我将母亲叫到一边,背地里问了一下父亲的病情。

“看我爸劲头挺大地在院子里干这干那,能行吗?”

“已经没什么了呀,估计是好了吧。”

母亲根本就没当一回事儿。她对于父亲病情的严重性,可谓是一无所知。对于一个生活在远离都市之山林田野的农家妇女来说,这也正常。可一想起父亲上次晕倒后她那种焦急万分、惊恐万状的样子,我未免心生抵触。

“医生那会儿不是说难以痊愈的吗?”

“要不说没什么比人体更叫人捉摸不透的呢。那会儿医生说得那么吓人,可直到如今,不是啥事儿都没有吗?起初,你妈我也担心来着,想方设法不让他动弹。可你爸那个脾气你也是知道的,虽说也注意休养了,依旧倔得很啊。一旦自己觉得行,我的话就只当耳旁风了呀。”
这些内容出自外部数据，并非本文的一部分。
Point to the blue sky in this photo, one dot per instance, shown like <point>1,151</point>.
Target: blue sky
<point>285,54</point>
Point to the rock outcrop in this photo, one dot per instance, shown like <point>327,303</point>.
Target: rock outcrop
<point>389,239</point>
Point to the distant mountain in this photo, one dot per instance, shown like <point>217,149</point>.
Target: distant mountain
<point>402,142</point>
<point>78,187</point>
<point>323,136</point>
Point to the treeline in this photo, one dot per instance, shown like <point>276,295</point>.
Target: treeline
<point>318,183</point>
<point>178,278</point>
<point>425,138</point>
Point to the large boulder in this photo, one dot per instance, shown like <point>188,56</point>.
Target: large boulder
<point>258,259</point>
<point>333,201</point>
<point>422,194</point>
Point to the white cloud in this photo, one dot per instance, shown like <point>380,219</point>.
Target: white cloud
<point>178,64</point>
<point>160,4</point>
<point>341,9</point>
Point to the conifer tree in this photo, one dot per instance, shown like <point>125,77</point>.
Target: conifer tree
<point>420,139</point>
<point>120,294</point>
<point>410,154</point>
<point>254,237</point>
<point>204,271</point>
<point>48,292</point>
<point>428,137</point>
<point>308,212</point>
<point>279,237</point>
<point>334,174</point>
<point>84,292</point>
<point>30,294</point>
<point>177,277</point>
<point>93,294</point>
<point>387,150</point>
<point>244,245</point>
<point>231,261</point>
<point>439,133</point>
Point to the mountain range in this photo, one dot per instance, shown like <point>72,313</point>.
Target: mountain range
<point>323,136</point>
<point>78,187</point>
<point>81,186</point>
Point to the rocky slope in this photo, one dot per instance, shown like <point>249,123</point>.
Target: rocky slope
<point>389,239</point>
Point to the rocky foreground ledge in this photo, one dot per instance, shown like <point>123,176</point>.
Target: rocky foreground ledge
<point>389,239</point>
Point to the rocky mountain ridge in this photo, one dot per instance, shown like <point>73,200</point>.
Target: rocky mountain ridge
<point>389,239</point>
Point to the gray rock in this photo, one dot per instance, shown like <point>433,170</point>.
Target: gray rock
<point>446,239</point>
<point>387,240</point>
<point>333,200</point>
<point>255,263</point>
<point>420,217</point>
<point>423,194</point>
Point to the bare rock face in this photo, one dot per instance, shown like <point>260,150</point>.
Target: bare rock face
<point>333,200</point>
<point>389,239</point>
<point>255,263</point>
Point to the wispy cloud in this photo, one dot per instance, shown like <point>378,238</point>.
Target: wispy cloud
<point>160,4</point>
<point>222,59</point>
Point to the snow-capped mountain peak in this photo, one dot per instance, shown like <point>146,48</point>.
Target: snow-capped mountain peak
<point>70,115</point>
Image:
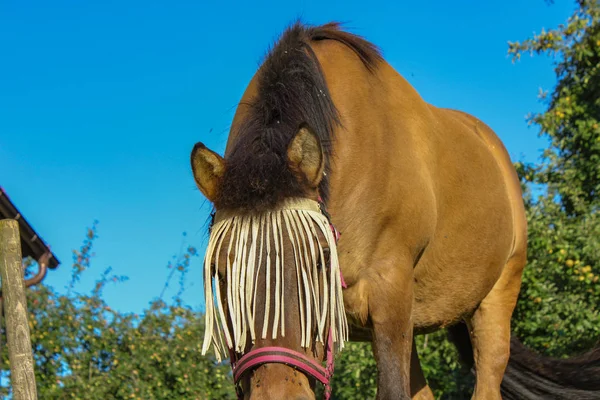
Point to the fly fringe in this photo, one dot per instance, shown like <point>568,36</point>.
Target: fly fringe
<point>250,236</point>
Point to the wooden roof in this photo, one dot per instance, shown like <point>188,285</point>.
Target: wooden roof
<point>32,244</point>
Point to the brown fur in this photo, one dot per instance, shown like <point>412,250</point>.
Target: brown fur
<point>427,200</point>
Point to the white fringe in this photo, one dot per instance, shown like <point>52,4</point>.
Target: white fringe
<point>298,220</point>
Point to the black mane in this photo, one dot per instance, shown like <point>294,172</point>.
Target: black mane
<point>291,91</point>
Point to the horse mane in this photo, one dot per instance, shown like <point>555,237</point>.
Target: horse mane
<point>292,91</point>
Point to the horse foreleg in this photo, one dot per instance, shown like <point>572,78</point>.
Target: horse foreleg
<point>489,329</point>
<point>419,390</point>
<point>390,309</point>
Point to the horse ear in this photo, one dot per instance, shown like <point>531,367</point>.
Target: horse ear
<point>208,168</point>
<point>305,156</point>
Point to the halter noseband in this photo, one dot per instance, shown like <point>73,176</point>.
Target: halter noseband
<point>291,358</point>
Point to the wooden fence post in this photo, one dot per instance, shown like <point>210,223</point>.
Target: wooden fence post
<point>15,311</point>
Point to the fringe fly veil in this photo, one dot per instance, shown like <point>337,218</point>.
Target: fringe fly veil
<point>319,285</point>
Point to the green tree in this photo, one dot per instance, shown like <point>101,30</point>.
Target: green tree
<point>83,349</point>
<point>558,311</point>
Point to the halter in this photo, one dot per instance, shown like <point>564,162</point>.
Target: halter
<point>291,358</point>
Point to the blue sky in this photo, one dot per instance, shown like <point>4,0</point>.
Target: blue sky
<point>101,103</point>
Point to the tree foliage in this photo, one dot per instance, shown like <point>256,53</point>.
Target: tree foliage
<point>83,349</point>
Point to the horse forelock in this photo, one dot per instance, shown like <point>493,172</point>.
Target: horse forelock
<point>292,91</point>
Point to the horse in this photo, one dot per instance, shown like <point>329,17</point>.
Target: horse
<point>346,207</point>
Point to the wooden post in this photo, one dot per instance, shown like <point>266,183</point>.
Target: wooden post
<point>15,311</point>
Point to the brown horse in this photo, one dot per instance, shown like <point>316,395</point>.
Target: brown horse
<point>427,201</point>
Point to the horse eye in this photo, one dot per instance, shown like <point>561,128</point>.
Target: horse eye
<point>326,257</point>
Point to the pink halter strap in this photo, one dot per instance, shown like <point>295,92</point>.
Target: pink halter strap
<point>267,355</point>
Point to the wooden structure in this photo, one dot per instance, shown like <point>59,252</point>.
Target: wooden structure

我想起了上次回家时,父亲那种强行起床刮胡子的神情。还说什么“没事儿,都怪你妈大惊小怪的”。一想到这儿,我就不忍心一味地去埋怨母亲了。

我本想说“还得在一旁多提醒一点”,可考虑到母亲的感受,最后还是没说出口,只是尽我所能,说了一下父亲这病的严重性。这其中的绝大部分还是从先生和夫人那里听来的。然而母亲听后似乎也并未有多大的触动,反倒问了句:“哦,那位得的也是同样的病吗?真不幸啊。去世的时候多大岁数呀?”
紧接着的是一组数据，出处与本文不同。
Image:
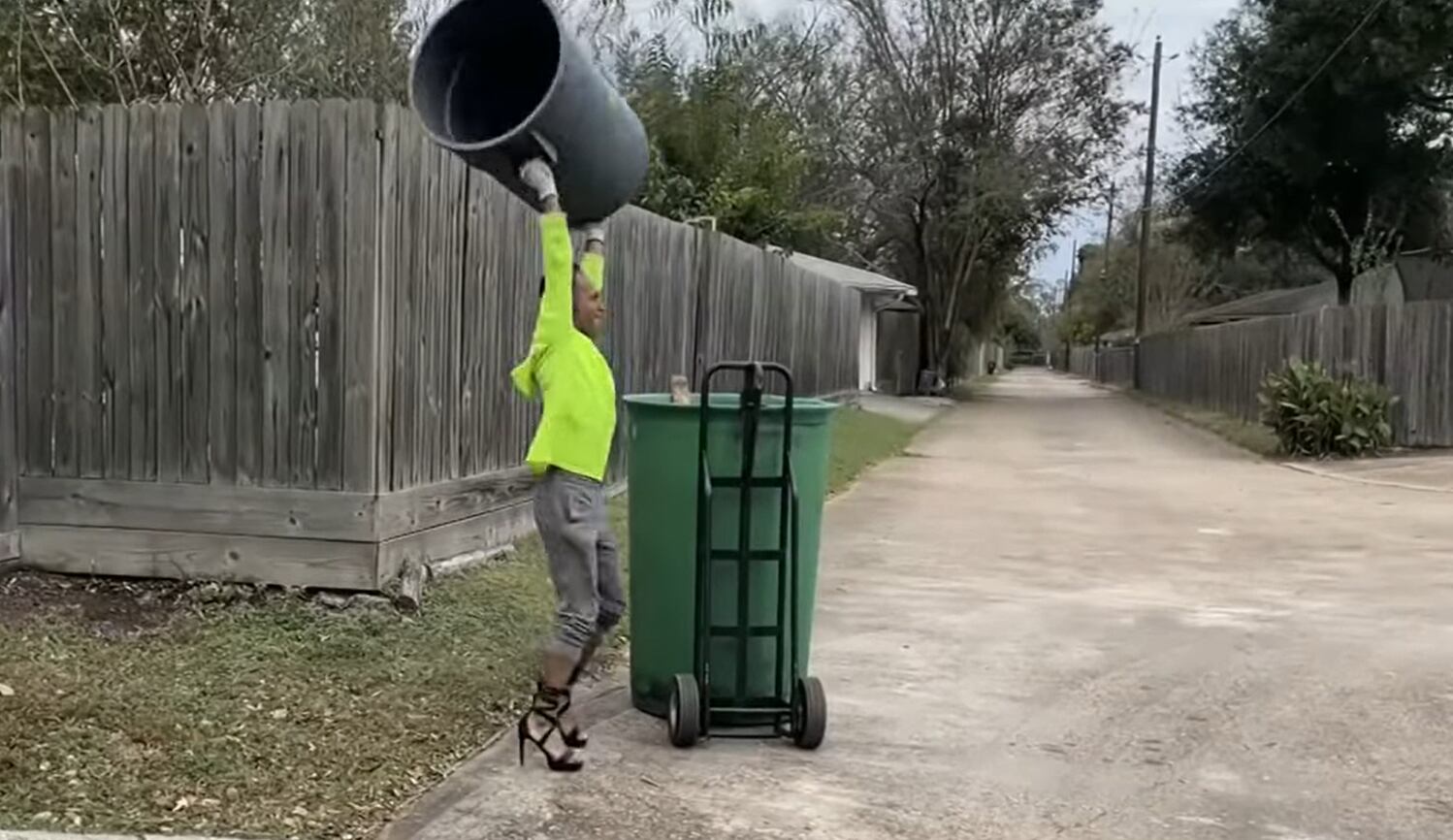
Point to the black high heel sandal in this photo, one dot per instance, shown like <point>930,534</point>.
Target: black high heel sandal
<point>549,705</point>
简直是不得要领,没办法,我只得撇下母亲,直接去跟父亲说了。父亲倒是听得比母亲认真。听完之后他说道:

“有道理,你说得不错。不过,这身体是我自个儿的,这么多年了,我这个身子骨该怎么调养,还是我自个儿最清楚啊。”

母亲听了苦笑道:“你看看,我说什么来着?”

我说:“我爸心里还是很清楚的,所以见我这次毕业回家才这么高兴啊。他自己不是说了吗?原以为活不到我毕业那一天,没想到我能在他身体还硬朗时带毕业证书回来,所以很高兴!”

“他嘴上是这么说,可心里一点儿也没当回事儿啊。”

“是吗?”

“他老以为还能活上十年二十年的呢。当然了,偶尔也会讲几句泄气话,像什么‘我是活不长了,我死后你怎么办?想一个人待在这家里吗?’之类的话,倒是也说过的。”
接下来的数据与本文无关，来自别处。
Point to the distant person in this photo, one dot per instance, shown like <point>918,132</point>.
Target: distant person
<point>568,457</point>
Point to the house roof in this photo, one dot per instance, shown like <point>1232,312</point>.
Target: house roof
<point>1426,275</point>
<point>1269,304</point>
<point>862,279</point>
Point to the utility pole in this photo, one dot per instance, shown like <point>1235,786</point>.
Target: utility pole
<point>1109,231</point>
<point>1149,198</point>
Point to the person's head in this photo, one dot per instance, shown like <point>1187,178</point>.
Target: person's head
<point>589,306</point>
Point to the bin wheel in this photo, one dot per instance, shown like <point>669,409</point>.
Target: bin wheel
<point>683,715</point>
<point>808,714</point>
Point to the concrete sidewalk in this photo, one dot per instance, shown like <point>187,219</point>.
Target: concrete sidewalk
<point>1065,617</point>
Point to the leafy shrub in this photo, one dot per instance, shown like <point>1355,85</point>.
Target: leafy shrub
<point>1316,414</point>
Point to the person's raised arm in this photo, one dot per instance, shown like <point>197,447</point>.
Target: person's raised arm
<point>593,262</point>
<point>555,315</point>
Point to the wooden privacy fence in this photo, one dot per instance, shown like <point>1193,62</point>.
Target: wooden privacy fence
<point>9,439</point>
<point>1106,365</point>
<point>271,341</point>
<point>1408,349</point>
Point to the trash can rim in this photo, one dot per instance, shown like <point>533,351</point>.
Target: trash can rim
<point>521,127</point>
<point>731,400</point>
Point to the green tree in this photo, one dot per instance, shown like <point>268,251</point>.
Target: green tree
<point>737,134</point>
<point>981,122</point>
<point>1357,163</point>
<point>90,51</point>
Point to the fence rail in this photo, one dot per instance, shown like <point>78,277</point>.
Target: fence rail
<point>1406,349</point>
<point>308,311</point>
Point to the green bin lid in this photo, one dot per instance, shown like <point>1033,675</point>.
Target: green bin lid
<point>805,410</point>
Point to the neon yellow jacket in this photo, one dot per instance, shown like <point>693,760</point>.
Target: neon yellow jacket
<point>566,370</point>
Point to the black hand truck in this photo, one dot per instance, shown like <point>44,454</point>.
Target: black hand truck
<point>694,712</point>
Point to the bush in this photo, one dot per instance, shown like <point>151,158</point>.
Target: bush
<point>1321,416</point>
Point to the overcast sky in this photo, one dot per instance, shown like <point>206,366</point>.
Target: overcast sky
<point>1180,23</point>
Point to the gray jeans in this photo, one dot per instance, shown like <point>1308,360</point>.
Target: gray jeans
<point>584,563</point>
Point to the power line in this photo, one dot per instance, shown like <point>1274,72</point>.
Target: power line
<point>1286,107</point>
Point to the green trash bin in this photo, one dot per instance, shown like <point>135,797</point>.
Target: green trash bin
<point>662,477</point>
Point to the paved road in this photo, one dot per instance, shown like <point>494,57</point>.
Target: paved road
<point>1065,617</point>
我想象起父亲死后母亲一个人孤零零地留在空****的农家院落里的景象来。父亲一走,这个家还能照样维持下去吗?哥哥会怎么样呢?母亲又会怎么样呢?我自己呢?我还能远离故土,在东京悠然度日吗?当着母亲的面,我忽然想起了先生的忠告——趁你父亲还健在的时候,拿到你该分得的那一份。

“没事儿。还没见过老把死呀活的挂在嘴上的人真就死去的呢。你爸也这样,别看他死啊死地乱说,还不定再活多少年呢。反倒那种看着硬朗、一声不吭的人才难保呢。”

也不知母亲的这套陈词滥调基于什么理论,是否有统计数据作支撑,反正我只是默不作声地听着。